Rohstoffe und Energieträger der Tiefe zu erforschen und zu nutzen – Männersache? Das von der DGMK getragene Netzwerk „She Drives Energy“ fördert Frauen, auch mit einem Studienpreis.
Bereits zum vierten Mal hat das Netzwerk „She Drives Energy“ den Studienpreis für herausragende wissenschaftliche Forschung von Frauen verliehen. Der mit 500 Euro dotierte Preis geht im Jahr 2026 an Laura Arias Mendez.

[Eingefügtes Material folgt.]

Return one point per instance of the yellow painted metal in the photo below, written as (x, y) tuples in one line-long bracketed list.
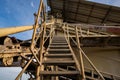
[(12, 30)]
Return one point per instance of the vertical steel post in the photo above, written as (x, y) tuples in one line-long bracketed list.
[(80, 54)]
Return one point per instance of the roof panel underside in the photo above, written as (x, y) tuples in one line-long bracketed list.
[(85, 11)]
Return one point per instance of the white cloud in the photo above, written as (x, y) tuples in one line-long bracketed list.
[(32, 4)]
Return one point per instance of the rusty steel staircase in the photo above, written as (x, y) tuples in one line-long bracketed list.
[(59, 57)]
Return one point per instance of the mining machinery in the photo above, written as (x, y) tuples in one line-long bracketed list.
[(61, 51)]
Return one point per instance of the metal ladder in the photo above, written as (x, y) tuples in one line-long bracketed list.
[(57, 59)]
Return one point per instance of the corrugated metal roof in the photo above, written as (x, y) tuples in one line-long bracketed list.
[(81, 11)]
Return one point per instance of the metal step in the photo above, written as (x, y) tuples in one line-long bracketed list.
[(59, 73), (58, 44), (58, 55), (59, 47), (59, 51), (58, 62)]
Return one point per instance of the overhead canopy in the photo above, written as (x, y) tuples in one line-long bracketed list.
[(81, 11)]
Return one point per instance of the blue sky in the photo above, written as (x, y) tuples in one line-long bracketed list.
[(20, 12)]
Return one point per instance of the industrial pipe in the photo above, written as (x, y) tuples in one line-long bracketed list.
[(12, 30)]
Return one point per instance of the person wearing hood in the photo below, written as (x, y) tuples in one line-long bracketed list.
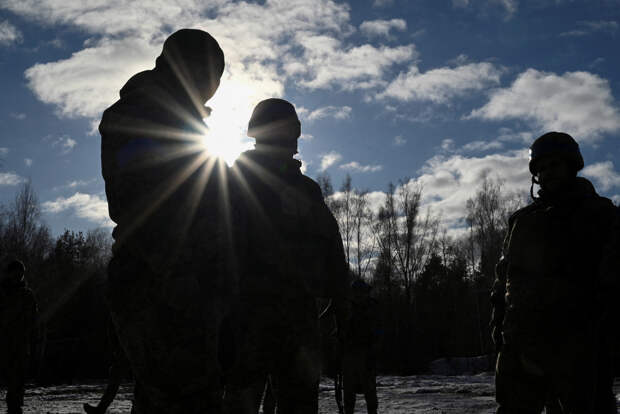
[(18, 316), (551, 297), (292, 255), (166, 280)]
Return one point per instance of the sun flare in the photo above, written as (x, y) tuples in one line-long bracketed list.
[(227, 125)]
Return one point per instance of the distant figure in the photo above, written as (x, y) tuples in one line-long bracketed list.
[(293, 254), (359, 370), (118, 369), (552, 294), (18, 316), (166, 280)]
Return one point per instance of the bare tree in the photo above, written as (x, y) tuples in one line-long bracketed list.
[(365, 243), (24, 233), (412, 238)]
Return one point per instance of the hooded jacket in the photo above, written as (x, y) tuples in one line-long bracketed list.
[(548, 282)]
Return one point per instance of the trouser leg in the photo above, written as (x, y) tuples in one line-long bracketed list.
[(516, 390)]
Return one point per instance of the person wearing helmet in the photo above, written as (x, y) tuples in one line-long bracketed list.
[(18, 314), (166, 279), (360, 350), (293, 255), (549, 296)]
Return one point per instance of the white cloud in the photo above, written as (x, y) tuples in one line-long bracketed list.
[(448, 181), (590, 27), (65, 143), (382, 27), (356, 166), (336, 112), (75, 184), (443, 84), (89, 81), (579, 103), (481, 146), (326, 62), (447, 144), (604, 174), (329, 159), (510, 6), (382, 3), (19, 116), (9, 34), (262, 44), (399, 141), (10, 178), (86, 206)]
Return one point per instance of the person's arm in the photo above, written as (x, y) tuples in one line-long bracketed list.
[(498, 292)]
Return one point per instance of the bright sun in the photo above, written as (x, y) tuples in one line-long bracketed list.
[(232, 105)]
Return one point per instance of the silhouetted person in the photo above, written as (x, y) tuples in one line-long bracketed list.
[(18, 314), (166, 278), (360, 350), (551, 294), (118, 369), (293, 254)]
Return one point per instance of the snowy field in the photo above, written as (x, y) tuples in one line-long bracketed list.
[(398, 395)]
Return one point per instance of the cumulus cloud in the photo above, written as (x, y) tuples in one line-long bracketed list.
[(10, 178), (326, 62), (329, 159), (382, 3), (604, 174), (9, 34), (382, 27), (65, 143), (336, 112), (86, 206), (265, 44), (510, 6), (443, 84), (20, 116), (589, 27), (399, 141), (356, 166), (579, 103), (448, 181)]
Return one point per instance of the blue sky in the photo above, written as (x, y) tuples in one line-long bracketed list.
[(438, 91)]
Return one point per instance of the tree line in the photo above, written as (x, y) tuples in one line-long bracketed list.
[(432, 289)]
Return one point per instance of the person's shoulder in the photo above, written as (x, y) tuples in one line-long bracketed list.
[(533, 206)]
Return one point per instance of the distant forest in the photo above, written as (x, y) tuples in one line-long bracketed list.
[(432, 290)]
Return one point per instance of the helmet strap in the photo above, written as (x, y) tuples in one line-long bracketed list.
[(534, 181)]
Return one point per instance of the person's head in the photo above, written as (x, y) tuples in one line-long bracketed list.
[(275, 126), (360, 290), (194, 58), (555, 160), (14, 271)]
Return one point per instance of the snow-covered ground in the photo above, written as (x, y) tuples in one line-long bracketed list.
[(397, 395)]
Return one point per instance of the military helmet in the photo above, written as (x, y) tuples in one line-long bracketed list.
[(555, 143), (274, 119)]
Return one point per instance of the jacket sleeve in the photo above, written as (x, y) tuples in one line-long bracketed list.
[(609, 270), (498, 291)]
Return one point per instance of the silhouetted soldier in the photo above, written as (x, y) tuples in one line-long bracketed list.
[(293, 255), (360, 350), (119, 368), (551, 296), (166, 277), (18, 313)]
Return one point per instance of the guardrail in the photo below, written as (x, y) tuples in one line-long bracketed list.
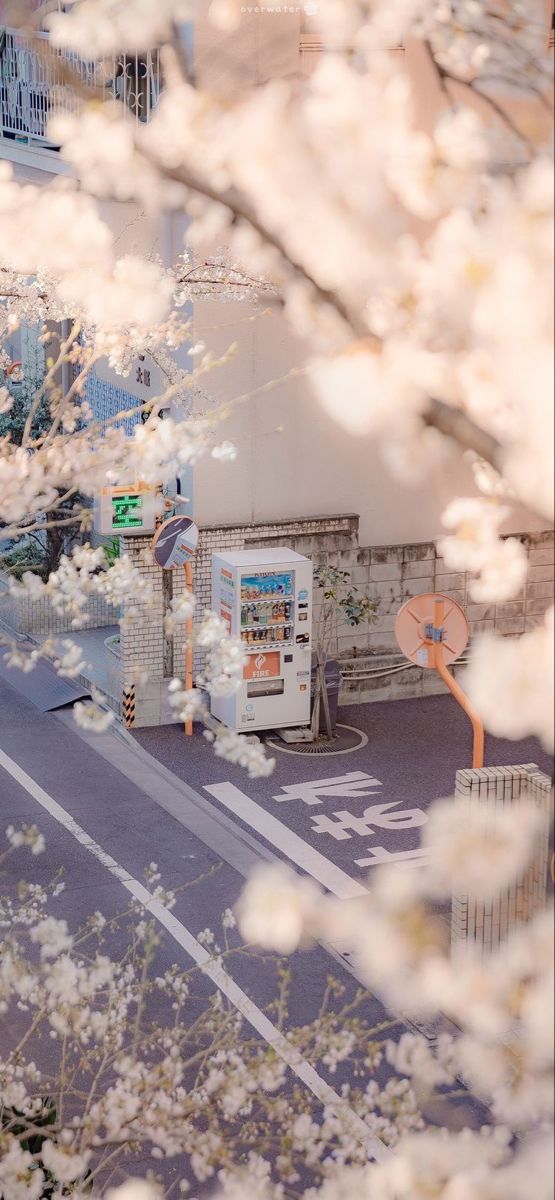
[(33, 85)]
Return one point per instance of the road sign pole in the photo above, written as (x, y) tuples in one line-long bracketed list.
[(173, 546), (188, 570)]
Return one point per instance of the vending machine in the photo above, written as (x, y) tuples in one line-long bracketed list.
[(266, 598)]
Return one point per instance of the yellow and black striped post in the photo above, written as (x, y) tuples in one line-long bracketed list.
[(127, 705)]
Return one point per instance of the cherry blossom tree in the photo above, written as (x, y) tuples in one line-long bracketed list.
[(413, 261), (416, 262)]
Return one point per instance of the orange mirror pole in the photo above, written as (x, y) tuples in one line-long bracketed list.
[(457, 691), (188, 569)]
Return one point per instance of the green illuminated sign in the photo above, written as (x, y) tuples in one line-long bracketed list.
[(125, 514)]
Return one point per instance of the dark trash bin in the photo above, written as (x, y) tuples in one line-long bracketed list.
[(333, 683)]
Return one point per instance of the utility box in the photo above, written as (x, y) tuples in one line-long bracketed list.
[(266, 598), (135, 509)]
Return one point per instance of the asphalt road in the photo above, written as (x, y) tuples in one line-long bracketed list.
[(109, 804), (335, 816), (89, 796)]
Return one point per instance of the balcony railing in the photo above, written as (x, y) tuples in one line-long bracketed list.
[(33, 87)]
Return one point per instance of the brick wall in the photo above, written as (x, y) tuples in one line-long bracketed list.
[(40, 619), (481, 925), (371, 665)]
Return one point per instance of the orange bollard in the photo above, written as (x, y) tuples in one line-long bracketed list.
[(457, 690)]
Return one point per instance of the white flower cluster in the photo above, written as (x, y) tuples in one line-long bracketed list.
[(475, 546), (240, 750), (511, 683), (222, 671)]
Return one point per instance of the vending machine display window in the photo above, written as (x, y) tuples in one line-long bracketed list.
[(267, 609), (264, 597)]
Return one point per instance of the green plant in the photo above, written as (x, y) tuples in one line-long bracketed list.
[(342, 603), (30, 557)]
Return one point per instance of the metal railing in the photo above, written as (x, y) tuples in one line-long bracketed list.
[(34, 87)]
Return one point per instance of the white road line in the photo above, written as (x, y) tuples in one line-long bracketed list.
[(279, 835), (323, 1092)]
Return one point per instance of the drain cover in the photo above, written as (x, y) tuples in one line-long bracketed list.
[(345, 741)]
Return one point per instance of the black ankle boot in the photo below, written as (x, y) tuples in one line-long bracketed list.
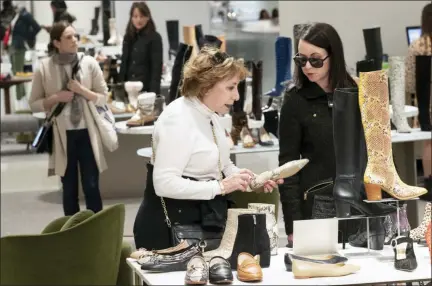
[(257, 89), (405, 259), (376, 234), (423, 91), (176, 72), (351, 157), (252, 237)]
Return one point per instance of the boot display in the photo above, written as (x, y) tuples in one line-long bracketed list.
[(177, 72), (115, 38), (419, 232), (373, 44), (272, 227), (423, 91), (257, 89), (391, 225), (286, 170), (189, 38), (226, 246), (145, 112), (283, 52), (95, 22), (350, 157), (397, 93), (380, 171), (173, 37), (133, 89), (376, 234), (405, 259)]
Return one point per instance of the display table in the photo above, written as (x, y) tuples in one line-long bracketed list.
[(376, 267)]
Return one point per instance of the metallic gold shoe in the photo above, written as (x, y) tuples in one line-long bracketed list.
[(380, 172)]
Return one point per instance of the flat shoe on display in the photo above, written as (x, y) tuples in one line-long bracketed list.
[(286, 170), (177, 261), (306, 269), (405, 259), (380, 171), (220, 271), (197, 271), (320, 259), (248, 268)]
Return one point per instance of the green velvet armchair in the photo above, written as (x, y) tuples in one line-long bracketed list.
[(84, 249)]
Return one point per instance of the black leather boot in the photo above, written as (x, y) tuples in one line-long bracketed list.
[(176, 73), (376, 234), (351, 157), (373, 45), (210, 40), (173, 37), (423, 91), (252, 237), (257, 89), (405, 259), (238, 116)]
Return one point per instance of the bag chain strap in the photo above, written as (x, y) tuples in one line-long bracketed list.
[(167, 220)]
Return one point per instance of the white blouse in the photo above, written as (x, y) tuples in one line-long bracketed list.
[(184, 146)]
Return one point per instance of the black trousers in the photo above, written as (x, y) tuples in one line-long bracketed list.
[(79, 151)]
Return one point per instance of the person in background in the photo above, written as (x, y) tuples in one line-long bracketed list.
[(275, 13), (264, 15), (142, 57), (421, 47), (306, 126), (69, 77), (60, 13), (192, 181)]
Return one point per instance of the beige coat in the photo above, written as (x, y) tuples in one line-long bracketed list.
[(46, 82)]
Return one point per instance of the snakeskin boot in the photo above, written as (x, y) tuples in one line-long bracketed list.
[(380, 170), (397, 91)]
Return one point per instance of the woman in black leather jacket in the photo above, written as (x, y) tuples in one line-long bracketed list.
[(306, 127), (142, 58)]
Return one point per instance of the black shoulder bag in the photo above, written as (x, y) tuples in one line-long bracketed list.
[(43, 141), (208, 238)]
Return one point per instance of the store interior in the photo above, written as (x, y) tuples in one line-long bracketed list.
[(389, 247)]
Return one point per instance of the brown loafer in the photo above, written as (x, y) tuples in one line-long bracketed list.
[(248, 268)]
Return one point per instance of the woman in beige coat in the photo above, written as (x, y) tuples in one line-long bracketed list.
[(74, 79)]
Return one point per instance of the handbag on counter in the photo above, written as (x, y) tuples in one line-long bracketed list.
[(320, 196), (208, 238)]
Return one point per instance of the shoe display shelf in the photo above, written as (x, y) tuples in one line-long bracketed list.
[(376, 267)]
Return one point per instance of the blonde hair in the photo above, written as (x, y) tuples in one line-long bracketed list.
[(207, 68)]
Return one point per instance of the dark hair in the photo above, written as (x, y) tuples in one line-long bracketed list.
[(145, 11), (275, 13), (427, 20), (56, 32), (325, 36)]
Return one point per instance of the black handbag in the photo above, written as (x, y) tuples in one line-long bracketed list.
[(208, 238), (44, 137), (320, 197)]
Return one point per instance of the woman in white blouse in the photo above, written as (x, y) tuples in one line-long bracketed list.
[(191, 168)]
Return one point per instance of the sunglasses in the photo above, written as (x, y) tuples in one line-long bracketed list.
[(301, 61)]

Mit der Auszeichnung würdigt das von der Deutsche Wissenschaftliche Gesellschaft für nachhaltige Energieträger, Mobilität und Kohlenstoffkreisläufe (DGMK) initiierte Frauennetzwerk die Masterarbeit der Wissenschaftlerin. Sie hatte für ihren Hochschulabschluss an der Carl-von-Ossietzky-Universität Oldenburg die Bedeutung von Leitungsnetzen als kurzfristige Pufferspeicher für Wasserstoff herausgearbeitet. Die Arbeit trägt – in der Übersetzung – den Titel „Analyse der Wechselwirkung zwischen Leitungs- und Kavernenspeichern anhand eines vereinfachten dynamischen Modells“.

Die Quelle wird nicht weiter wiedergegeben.